In 1949, Mao Zedong came to power and created the People's Republic of China. He made great strides toward bringing the country through three critical transitions: from agrarian economic stagnation to economic growth, from political disintegration to political strength, and from military rule to civilian rule, which was the most dramatic form of political transformation. The reservoir of popular support was a tremendous national asset he could capitalise on as a national resource for economic development. Empowering and granting autonomy to people at the local level has proved to be the most stable form of political reform and an effective strategy for national economic development.

Political reform and economic reform are intertwined. No country in the world can grow its economy without political stability. An International Monetary Fund study indicated that a high degree of political instability is associated with lower growth rates of GDP per capita caused by declining productivity growth. China has confirmed this through a shared political will and a passion for the economic well-being of the citizens, continuing from former president Mao Zedong to incumbent President Xi Jinping.

With the backdrop of political instability and uncertainty, Thailand launched its economic development in the 1960s and made remarkable progress in economic development. Between 1960 and 1996, its economy grew at an annual rate of 7.5%. The rates between 1999 and 2005 declined to an average of 5% per annum. Things started to go wrong in 2006. The growth due to export-driven strategies diminished. Private investment declined dramatically from more than 40% in the years before 1997 to a meagre 16.9% in 2019. However, even with this backdrop, Thailand achieved the status of an upper middle-income country in July 2011.

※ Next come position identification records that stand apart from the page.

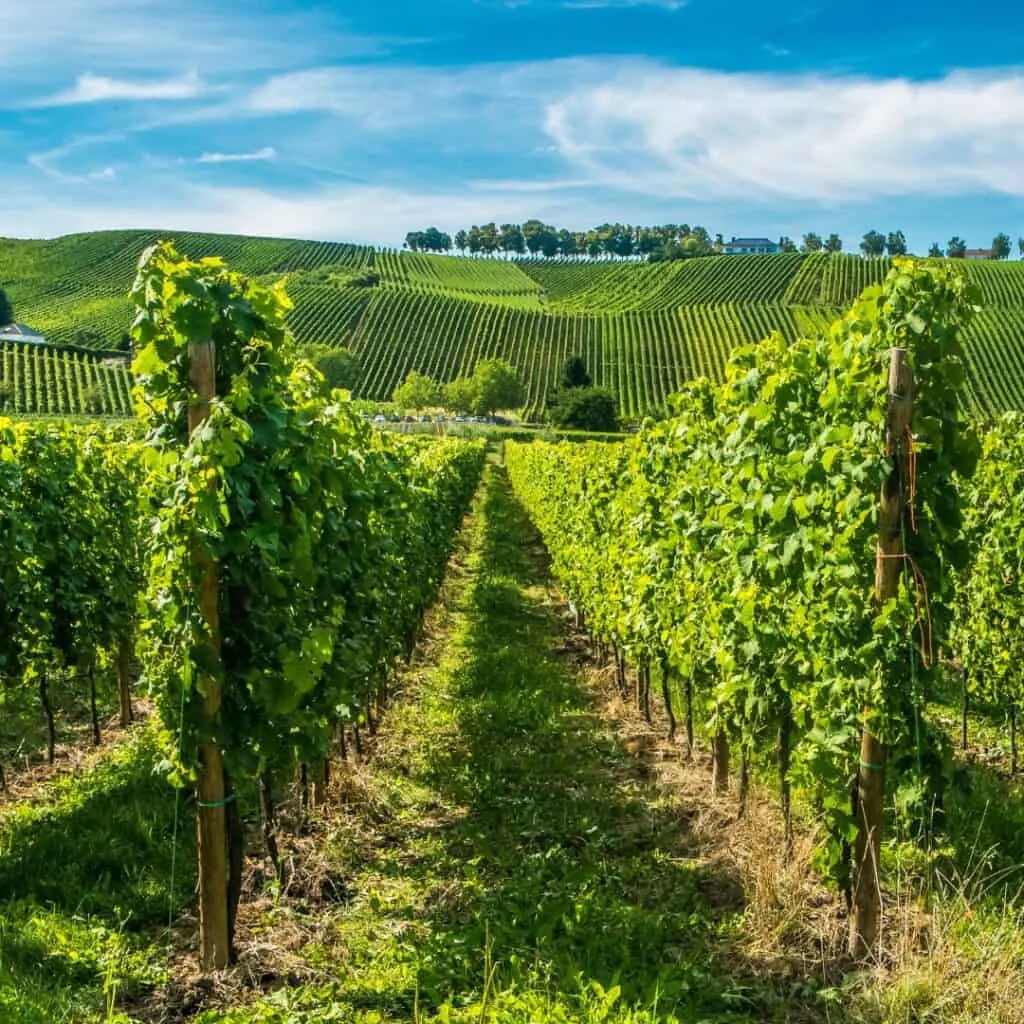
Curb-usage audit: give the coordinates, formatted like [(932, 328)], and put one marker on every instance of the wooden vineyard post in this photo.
[(720, 762), (211, 830), (124, 683), (866, 913)]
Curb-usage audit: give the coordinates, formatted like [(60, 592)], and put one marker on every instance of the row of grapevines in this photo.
[(734, 544), (37, 380), (293, 549), (70, 567)]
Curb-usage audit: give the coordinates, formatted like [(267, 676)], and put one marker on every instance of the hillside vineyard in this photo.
[(644, 330)]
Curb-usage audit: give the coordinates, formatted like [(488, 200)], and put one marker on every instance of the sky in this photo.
[(360, 120)]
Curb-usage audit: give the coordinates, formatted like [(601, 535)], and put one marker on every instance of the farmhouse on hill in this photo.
[(749, 247), (23, 333)]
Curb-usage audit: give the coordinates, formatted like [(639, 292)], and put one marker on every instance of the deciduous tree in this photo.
[(873, 244), (417, 391)]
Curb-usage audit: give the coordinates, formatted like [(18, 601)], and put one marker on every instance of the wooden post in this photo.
[(866, 914), (211, 819), (124, 683), (720, 762)]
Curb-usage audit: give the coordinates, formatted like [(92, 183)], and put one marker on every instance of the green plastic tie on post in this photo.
[(216, 803)]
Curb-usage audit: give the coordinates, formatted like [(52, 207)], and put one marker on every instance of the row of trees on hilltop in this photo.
[(538, 239), (665, 242), (956, 248)]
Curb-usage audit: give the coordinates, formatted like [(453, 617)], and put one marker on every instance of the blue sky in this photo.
[(364, 120)]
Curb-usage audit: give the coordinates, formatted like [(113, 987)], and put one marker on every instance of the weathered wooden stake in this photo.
[(211, 820), (124, 683), (865, 919), (720, 762), (667, 697), (93, 711)]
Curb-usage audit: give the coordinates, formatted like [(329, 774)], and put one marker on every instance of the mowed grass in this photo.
[(510, 862), (503, 858), (85, 883)]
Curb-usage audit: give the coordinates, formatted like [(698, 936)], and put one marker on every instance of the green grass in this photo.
[(515, 866), (503, 859), (85, 878)]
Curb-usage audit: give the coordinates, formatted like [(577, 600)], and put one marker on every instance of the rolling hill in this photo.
[(643, 329)]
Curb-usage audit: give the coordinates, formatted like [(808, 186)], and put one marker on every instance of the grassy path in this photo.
[(507, 859)]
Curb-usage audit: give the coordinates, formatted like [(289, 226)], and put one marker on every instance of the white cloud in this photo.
[(600, 4), (699, 134), (357, 213), (267, 153), (97, 89), (495, 97)]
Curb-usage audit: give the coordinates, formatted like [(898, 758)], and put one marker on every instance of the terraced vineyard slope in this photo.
[(643, 329), (47, 380)]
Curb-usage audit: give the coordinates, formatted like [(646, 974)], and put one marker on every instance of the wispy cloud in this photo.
[(600, 4), (97, 89), (692, 133), (267, 153)]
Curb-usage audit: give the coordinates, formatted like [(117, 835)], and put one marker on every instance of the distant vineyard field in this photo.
[(37, 379), (643, 329)]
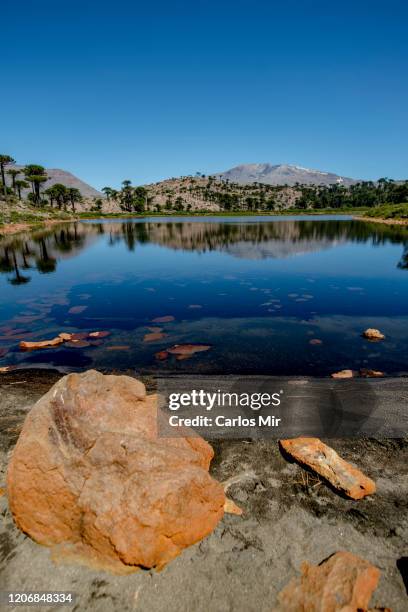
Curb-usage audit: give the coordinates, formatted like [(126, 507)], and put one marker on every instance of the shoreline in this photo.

In contrast, China shared the same rank as a lower middle-income country in 2005. But in 2010, it became an upper-middle-income country, one year ahead of Thailand. This was simply because since China began to open the country up in 1978, its GDP growth grew at an average rate of nearly 10%. Available statistics indicate that China, which has experienced declines in GDP growth rates during the outbreak of Covid-19, is still expected to sail through the end of 2022 and become a high-income country by the end of 2023.

It is not intuitive to understand the adverse effects of political instability. It is, therefore, necessary to explain how political instability has a dampening impact on economic development. First, it shortens the horizons of policymakers in terms of economic development. Due to instability, policymakers and investors dislike thinking very far into the future. Long-term economic investment is risky, as business and politics are intertwined in Thailand.

When a new government comes into power, it usually supports rival businesses. It also alters economic development policies that create volatility and unpredictability. Business leaders, particularly foreign investors, perceive political instability as a threat to their businesses, thus negatively affecting economic development.

The frequent coups in Thailand have reinforced the political power of the bureaucracy through newly created strict rules and order. Therefore, the fledgling local government agencies must follow the rules prescribed by the Ministry of Interior. As a result, local governments in Thailand are much less accountable for the economic well-being of citizens than those in China.

Since 1978, China has devolved significant economic development control to local governments. In addition, it has allocated an average of 65% of the national budget to local governments. In Special Economic Zones such as Shenzhen, Zhuhai, Shantou and Xiamen, the government has allocated a large amount of its budget to local governments as an investment for the economic well-being of the citizens. Currently, Thailand still allocates only 29% of its budget to local governments, thus reaping much smaller multiplier effects for national economic development. Thailand should learn from the experiences of China and rectify the wrongdoing that has plagued Thailand for over seven centuries.

Peerasit Kamnuansilpa is Dean of the College of Local Administration, Khon Kaen University. Wei Yang is a Lecturer at the College of Local Administration, Khon Kaen University, from Yunnan, China.